1. Read the budget line
Every stac composite run prints at startup something like:
RAM budget (16.0 GB target, band_chunk_size=1) — output: 3.3 GB | mask cache: 5.0 GB | scene strips: 1.3 GB | band working: 0.4 GB | decode: 0.1 GB (strip_rows=512) → ~10.1 GB peak
Five components:
| Component | What it is | Scales with |
|---|---|---|
| output | Pre-allocated output buffers, one per band | n_bands × total_cells |
| mask cache | Mosaicked cloud masks, one per scene | n_scenes × strip_rows |
| scene strips | Per-scene data for the active band chunk | band_chunk_size × n_scenes × strip_rows |
| band working | The active band’s mosaicked tile cache | band_chunk_size × strip_rows |
| decode | In-flight tile decode buffers | tile_concurrency |
If ~X GB peak is comfortably within --max-memory (or your host’s free
RAM), proceed; if not, see step 2.
2. Watch the [ram] transition log lines
Since v0.6.26, SurtGIS prints RSS and cumulative-tile counters at strip/phase/band-chunk transitions:
[ram] baseline before strip loop: RSS=120 MB
[ram] strip 1/2 start: RSS=3300 MB, tiles_cumulative=0
[ram] strip 1/2 after Phase A (masks): RSS=5800 MB, phase_a_tiles=1890, cumulative=1890
[ram] strip 1/2 chunk bands [0..1] start: RSS=6200 MB, cumulative=1890
[ram] strip 1/2 chunk bands [0..1] end: RSS=6400 MB, cumulative=3780
Rule of thumb: if RSS grows between a chunk start and the matching
chunk end by more than the budget’s scene strips + band working, the
model is wrong for this workload — file an issue
with the full log. That’s exactly how the fragmentation bug in v0.6.24
was found.
3. Lower the budget, then the bbox
In order of impact:
Cut SURTGIS_RAM_BUDGET_GB. Halves strip_rows, proportionally
halves mask cache and scene strips:
SURTGIS_RAM_BUDGET_GB=8 surtgis stac composite ...

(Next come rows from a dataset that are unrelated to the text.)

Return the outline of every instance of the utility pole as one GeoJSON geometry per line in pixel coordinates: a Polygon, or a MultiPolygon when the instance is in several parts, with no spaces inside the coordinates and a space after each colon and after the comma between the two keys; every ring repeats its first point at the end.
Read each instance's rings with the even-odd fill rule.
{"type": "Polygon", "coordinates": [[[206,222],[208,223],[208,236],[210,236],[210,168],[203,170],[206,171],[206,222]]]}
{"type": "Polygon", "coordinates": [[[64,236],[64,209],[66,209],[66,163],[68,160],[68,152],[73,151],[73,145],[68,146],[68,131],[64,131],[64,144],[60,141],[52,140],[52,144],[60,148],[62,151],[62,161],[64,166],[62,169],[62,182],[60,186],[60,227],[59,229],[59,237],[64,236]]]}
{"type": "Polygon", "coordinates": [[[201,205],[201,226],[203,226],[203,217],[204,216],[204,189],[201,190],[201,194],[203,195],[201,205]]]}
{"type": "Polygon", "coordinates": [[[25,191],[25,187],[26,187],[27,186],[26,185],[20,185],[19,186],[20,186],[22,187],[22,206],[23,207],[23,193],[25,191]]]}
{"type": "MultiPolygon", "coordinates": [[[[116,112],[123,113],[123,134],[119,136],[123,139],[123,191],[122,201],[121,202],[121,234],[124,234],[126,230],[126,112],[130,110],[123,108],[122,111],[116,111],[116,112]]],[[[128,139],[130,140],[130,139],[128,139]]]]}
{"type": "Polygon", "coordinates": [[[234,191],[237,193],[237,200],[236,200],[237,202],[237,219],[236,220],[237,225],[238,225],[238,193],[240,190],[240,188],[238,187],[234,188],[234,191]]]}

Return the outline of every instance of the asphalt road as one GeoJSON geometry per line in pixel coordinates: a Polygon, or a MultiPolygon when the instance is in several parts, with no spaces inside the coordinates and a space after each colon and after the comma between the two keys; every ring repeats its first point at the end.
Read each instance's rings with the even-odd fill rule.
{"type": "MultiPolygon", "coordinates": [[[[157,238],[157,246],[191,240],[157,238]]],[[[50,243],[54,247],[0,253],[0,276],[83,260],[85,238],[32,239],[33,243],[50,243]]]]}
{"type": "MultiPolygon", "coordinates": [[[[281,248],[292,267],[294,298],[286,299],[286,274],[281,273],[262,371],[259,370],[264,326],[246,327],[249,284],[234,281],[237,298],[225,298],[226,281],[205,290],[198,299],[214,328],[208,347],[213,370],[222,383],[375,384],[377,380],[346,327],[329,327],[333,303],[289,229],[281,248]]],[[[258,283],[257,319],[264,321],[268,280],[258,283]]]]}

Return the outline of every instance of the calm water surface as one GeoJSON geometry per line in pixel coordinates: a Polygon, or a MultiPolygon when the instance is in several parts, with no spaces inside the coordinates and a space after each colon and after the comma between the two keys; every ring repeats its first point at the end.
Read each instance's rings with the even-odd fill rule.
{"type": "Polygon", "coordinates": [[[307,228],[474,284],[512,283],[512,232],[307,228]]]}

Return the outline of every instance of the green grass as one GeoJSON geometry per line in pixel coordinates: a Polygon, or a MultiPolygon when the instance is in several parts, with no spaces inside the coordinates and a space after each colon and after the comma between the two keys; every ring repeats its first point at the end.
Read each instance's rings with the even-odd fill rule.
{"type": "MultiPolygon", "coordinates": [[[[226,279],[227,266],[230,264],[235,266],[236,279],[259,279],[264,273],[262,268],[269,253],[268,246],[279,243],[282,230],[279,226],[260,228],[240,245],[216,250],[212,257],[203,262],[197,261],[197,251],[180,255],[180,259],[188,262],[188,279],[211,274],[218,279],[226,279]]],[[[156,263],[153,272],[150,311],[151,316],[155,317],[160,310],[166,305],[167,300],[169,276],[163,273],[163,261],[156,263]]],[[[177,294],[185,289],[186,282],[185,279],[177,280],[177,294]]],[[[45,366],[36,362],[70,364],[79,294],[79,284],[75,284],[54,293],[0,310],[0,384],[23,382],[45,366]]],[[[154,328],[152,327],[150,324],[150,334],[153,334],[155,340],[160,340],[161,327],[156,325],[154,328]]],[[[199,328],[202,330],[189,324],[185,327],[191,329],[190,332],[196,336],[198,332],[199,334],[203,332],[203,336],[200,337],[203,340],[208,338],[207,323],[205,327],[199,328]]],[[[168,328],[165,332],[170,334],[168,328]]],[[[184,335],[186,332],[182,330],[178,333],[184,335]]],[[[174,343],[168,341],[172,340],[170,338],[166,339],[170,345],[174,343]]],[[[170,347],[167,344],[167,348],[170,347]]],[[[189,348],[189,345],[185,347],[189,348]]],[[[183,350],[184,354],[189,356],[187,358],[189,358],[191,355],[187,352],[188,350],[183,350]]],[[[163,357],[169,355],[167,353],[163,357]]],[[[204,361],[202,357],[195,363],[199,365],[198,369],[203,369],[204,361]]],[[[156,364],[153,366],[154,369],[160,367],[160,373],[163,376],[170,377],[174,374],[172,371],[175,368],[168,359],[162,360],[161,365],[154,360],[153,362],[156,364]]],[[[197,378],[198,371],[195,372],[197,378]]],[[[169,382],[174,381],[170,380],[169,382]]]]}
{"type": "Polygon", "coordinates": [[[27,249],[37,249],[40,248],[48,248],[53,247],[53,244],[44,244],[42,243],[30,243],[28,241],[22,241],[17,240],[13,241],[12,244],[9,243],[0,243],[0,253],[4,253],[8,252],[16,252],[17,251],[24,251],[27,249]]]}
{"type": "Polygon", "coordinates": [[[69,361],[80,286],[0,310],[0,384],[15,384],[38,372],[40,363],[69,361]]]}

Cut --band-chunk-size. K=1 is the minimum; you can’t go lower.
If you’re already at 1 and still over budget, the workload is structurally
too big for the host.
Cut --max-scenes. Each scene you drop trims mask cache and
scene strips proportionally. Going from 42 scenes to 20 halves both.
Median composite quality degrades, but on a cloud-free month that can be
acceptable.
Cut the bbox. Halving the bbox area quarters output and
proportionally shrinks every other component. If the bbox is a watershed,
process by sub-watershed and mosaic the outputs afterwards.

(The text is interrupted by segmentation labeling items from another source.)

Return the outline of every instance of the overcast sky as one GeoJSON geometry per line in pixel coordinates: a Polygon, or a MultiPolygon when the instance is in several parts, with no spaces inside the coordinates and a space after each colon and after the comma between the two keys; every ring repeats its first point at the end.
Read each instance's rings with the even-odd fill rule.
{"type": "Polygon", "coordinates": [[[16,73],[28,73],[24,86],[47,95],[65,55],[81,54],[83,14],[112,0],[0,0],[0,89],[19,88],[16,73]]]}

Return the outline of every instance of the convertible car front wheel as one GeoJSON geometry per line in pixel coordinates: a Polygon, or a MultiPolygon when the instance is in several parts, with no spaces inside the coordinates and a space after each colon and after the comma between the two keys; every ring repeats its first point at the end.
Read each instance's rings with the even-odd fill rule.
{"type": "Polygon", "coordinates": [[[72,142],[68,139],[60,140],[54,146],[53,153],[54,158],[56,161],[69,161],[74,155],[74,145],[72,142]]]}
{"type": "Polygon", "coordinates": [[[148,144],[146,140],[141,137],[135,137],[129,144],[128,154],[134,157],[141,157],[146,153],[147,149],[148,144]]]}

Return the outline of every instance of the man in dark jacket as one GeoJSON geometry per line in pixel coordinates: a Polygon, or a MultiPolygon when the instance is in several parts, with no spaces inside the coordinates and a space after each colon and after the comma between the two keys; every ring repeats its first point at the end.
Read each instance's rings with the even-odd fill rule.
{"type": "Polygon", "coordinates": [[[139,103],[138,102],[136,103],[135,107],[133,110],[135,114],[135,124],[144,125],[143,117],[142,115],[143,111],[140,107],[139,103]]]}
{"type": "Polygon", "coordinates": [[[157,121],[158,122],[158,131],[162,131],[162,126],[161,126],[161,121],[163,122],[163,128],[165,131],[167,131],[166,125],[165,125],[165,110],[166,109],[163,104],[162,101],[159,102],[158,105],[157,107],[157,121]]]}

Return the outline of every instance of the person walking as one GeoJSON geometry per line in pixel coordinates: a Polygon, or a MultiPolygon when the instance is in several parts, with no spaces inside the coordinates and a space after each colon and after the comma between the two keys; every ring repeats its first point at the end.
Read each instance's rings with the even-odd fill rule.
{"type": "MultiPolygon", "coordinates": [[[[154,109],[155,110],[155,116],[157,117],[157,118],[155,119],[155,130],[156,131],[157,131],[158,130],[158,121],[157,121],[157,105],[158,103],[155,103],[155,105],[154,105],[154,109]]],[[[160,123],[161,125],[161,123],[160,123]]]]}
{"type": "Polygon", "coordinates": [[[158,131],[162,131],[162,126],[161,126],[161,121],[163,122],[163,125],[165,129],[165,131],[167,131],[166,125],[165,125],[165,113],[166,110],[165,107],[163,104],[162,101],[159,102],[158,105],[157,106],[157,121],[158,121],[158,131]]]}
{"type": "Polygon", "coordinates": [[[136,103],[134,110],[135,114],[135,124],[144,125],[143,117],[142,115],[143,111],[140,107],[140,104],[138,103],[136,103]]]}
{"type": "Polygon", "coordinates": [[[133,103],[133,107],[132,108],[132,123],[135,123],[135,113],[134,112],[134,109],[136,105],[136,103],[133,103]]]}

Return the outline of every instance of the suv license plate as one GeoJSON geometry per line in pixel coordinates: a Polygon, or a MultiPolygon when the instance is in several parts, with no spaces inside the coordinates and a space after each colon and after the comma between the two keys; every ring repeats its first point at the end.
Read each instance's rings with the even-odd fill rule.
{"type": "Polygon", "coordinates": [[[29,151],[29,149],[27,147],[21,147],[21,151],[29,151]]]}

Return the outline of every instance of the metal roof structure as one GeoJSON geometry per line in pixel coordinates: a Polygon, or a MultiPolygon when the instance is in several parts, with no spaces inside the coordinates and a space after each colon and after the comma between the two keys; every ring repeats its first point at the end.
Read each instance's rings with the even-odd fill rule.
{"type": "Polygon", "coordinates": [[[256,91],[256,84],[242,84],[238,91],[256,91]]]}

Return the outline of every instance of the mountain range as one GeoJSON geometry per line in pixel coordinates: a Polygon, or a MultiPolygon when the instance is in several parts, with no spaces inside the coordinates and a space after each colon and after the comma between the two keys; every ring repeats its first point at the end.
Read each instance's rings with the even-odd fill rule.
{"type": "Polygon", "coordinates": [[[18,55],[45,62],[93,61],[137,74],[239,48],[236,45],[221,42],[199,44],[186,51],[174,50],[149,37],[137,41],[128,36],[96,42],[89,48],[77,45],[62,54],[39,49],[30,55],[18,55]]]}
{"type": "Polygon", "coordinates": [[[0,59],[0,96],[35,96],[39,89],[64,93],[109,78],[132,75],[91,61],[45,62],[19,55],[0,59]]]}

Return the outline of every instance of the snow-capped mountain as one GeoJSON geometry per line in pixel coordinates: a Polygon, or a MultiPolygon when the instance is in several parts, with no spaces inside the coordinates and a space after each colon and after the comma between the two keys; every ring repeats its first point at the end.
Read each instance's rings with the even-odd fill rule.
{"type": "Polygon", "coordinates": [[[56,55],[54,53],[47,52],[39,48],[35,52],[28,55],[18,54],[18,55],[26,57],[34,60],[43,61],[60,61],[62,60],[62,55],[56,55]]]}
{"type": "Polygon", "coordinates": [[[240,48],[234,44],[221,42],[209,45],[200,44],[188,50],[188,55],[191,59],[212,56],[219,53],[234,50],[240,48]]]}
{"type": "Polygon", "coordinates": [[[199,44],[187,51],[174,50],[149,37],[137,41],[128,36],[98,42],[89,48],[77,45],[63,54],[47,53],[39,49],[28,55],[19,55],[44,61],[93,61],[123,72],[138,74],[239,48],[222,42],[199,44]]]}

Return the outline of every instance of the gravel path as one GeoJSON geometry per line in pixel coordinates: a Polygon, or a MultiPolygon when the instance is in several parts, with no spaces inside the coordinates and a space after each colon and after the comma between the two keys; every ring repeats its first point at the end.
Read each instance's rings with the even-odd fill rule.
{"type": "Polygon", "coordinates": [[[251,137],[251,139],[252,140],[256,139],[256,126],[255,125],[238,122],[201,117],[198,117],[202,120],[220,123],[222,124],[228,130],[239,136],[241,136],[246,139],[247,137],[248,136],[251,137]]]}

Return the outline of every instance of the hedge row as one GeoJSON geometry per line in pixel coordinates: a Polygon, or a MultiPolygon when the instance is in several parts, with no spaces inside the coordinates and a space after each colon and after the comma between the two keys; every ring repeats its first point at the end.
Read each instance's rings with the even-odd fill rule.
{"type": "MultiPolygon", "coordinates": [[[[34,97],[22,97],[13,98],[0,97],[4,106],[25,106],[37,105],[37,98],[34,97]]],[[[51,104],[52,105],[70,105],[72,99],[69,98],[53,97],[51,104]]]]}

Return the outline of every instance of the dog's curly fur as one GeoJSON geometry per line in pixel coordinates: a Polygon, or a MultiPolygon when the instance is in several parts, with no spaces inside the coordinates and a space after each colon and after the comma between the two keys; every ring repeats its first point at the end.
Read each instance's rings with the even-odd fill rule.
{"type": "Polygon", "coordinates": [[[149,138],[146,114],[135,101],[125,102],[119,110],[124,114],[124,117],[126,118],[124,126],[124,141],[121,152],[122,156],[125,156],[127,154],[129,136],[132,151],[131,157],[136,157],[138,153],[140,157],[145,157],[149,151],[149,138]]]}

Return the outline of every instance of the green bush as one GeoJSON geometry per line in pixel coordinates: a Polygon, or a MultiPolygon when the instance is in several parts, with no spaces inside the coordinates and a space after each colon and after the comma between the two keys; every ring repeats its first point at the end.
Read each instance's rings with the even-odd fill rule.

4. If RSS grows linearly with no plateau
That’s the fragmentation signature from the v0.6.19–v0.6.24 debugging arc. Should not recur on v0.6.26+ (mimalloc fixed it). If it does on a later version:
- Confirm you’re on v0.6.26 or later:
surtgis --version. - Share the
[ram]log plussurtgis --versionplus OS + allocator in an issue.
5. Checklist for a stuck run
Before giving up:
- Current version ≥ v0.6.26?
-
--cacheenabled if re-running the same bbox? -
SURTGIS_RAM_BUDGET_GBset to ~0.6× host RAM? -
--band-chunk-size 1? - bbox reasonable (< ~200 km × 200 km for S2 L2A at 10 m)?
- Host not competing with another RAM-heavy process?
If all yes and it still OOMs, that’s a genuine bug, not a tuning problem.